Économie

Cybersécurité : Les entreprises algériennes mal-préparées face aux menaces

La transformation digitale accélérée des entreprises algériennes révèle une vulnérabilité critique que les experts n’hésitent plus à qualifier d’enjeu de souveraineté économique. Réunis samedi à Alger lors d’un atelier organisé par l’Union algérienne des sociétés d’assurance et de réassurance et l’Association des anciens de l’Institut de l’économie douanière et financière, professionnels et spécialistes ont tiré la sonnette d’alarme sur l’insuffisance des dispositifs de protection face à la sophistication croissante des cybermenaces.
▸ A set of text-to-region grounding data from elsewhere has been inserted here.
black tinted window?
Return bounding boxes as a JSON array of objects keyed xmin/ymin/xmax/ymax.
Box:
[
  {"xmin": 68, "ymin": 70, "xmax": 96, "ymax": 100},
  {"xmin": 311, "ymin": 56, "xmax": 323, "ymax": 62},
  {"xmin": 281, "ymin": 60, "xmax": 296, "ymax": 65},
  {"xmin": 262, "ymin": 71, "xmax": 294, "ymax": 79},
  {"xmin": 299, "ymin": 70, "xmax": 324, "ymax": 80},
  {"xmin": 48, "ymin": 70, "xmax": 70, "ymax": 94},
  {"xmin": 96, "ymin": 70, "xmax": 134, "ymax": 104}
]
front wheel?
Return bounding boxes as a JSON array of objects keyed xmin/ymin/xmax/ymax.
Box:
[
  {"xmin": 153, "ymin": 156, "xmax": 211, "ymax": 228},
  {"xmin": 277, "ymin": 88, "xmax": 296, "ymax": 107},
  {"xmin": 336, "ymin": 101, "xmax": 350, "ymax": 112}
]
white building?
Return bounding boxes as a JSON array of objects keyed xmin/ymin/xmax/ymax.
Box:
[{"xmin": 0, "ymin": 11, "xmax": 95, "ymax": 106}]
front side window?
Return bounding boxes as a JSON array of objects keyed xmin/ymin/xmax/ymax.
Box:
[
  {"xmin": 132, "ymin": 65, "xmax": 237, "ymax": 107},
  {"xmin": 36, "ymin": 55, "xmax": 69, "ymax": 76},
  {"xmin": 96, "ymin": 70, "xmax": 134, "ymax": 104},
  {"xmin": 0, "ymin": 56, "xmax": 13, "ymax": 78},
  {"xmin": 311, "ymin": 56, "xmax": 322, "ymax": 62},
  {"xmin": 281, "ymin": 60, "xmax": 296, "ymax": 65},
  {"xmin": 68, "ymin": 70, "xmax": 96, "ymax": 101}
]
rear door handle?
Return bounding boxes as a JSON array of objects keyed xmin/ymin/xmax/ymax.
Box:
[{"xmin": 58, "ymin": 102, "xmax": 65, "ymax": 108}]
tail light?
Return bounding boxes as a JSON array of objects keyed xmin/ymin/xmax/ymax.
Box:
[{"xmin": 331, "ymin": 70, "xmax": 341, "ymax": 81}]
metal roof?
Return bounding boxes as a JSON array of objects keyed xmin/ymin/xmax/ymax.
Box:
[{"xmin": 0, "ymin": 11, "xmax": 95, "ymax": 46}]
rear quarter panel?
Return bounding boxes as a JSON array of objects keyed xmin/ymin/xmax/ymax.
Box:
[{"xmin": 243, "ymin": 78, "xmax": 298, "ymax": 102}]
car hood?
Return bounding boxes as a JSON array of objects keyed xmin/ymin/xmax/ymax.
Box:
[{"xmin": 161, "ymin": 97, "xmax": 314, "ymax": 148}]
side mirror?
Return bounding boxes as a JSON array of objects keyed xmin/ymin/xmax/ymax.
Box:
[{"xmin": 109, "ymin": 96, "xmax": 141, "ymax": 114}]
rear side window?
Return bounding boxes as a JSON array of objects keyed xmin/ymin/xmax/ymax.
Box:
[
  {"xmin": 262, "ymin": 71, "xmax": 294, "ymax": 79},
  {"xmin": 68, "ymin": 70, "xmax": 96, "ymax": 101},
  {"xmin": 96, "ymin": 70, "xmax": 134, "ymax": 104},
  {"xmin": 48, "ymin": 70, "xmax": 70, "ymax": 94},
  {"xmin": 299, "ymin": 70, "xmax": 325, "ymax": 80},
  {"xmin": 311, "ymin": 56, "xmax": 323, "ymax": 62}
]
Le constat est sans appel : les entreprises algériennes, particulièrement dans le secteur financier, naviguent dans un environnement numérique hostile sans équipement de protection adéquat. « Le renforcement de la résilience des systèmes d’information constitue un enjeu stratégique pour tous les secteurs, en particulier celui des finances, marqué par l’interconnexion des systèmes, le développement des moyens de paiement et la gestion d’une grande masse de données », a souligné Youcef Benmicia, président de l’UAR. Cette réalité expose les institutions à des risques multiples : « attaques par logiciels malveillants, sabotage des systèmes ou encore vol de données, pouvant entraîner des interruptions d’activité ou des pertes financières ».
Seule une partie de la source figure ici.